When looking for a new music director, the Cleveland Orchestra has a tradition of favoring people who might politely be called “strict disciplinarians”: Artur Rodzinski (1933-1943) supposedly carried a revolver to rehearsals, George Szell (1946-1970) was feared for his terrifying temper, Lorin Maazel (1972-1982) lacerated players with his acerbic sense of humor, and Christoph von Dohnányi (1984-2002) suffered no fools. But together these men built the Cleveland into what is widely regarded as the most virtuosic orchestra in America, an orchestra capable of playing anything and playing it superbly.

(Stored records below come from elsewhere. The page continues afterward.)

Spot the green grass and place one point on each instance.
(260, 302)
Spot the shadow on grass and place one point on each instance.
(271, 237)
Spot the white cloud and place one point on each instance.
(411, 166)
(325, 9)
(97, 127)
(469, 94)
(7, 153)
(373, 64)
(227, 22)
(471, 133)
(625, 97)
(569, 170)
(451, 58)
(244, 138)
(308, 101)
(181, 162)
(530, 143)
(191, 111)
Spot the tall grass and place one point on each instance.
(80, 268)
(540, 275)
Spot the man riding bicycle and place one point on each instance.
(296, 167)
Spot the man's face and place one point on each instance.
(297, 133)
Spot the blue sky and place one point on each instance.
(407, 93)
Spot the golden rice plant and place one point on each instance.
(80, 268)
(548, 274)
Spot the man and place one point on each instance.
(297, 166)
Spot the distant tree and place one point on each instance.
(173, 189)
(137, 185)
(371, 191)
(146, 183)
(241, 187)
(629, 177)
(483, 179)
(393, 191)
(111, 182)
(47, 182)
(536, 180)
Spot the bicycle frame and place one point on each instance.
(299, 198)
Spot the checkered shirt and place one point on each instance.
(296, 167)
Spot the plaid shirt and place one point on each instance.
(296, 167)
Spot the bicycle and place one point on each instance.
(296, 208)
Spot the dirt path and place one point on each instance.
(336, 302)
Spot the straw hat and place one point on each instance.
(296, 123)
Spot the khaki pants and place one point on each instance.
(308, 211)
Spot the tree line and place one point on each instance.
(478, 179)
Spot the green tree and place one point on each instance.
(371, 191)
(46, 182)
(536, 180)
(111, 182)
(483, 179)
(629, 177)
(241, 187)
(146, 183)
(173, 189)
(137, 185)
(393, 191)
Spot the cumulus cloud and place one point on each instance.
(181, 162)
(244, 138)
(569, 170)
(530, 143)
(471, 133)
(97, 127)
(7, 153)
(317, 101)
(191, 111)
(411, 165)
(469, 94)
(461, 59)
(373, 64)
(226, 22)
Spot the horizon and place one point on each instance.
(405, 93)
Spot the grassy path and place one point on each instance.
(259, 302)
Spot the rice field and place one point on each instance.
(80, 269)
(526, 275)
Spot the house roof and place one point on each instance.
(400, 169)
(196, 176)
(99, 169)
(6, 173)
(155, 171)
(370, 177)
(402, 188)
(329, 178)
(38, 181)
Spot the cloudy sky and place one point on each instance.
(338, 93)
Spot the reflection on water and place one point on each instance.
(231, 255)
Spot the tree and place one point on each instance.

Hand chosen by the orchestra and Dohnányi to be his successor, Franz Welser-Möst is a brash young conductor who has been described by players and critics as abrasive, dictatorial, occasionally brilliant, and often boring. As music director of the London Philharmonic for six stormy years, Welser-Möst publicly fired a first-desk violinist, quickly alienated most of the rest of the musicians, and ultimately packed up and left London altogether. Indeed, the stories of Welser-Möst’s behavior have become almost legendary: he once walked out of rehearsals with the Vienna Symphony because he was offended by their remarks on the music he had programmed; he refused to substitute-conduct for an underrehearsed Magic Flute; and finally, fed up with what he called “Austrian condescension,” he turned in his passport and took up citizenship in Liechtenstein.

But for all his prima-donna tendencies, Welser-Möst has also been praised for his inspiration. According to reports in the London press, he has led some of the most exciting — and some of the most enervating — concerts London audiences and critics have ever heard.

Thus it is impossible to guess what his University Musical Society concert with the Cleveland Orchestra will be like (they play on Wednesday, October 9, at Detroit’s Orchestra Hall). Will his interpretation of Beethoven’s Pastoral Symphony be narcoleptic in the “Scene by the Brook,” will it be electrifying in the “Thunderstorm,” will it be beatific in the final “Hymn of Thanksgiving”? Will his performance of von Suppe’s Poet and Peasant Overture be more poetic than peasanty? Will his performance of H. K. Gruber’s Frankenstein!! be as hilariously awful as his recording of it, or will he somehow make this piece of postmodernist flotsam and jetsam sound like real music?

There is no knowing what Welser-Möst will do. But whatever he does, one can count on the Cleveland Orchestra. Seventy years of discipline should carry them through even Frankenstein!!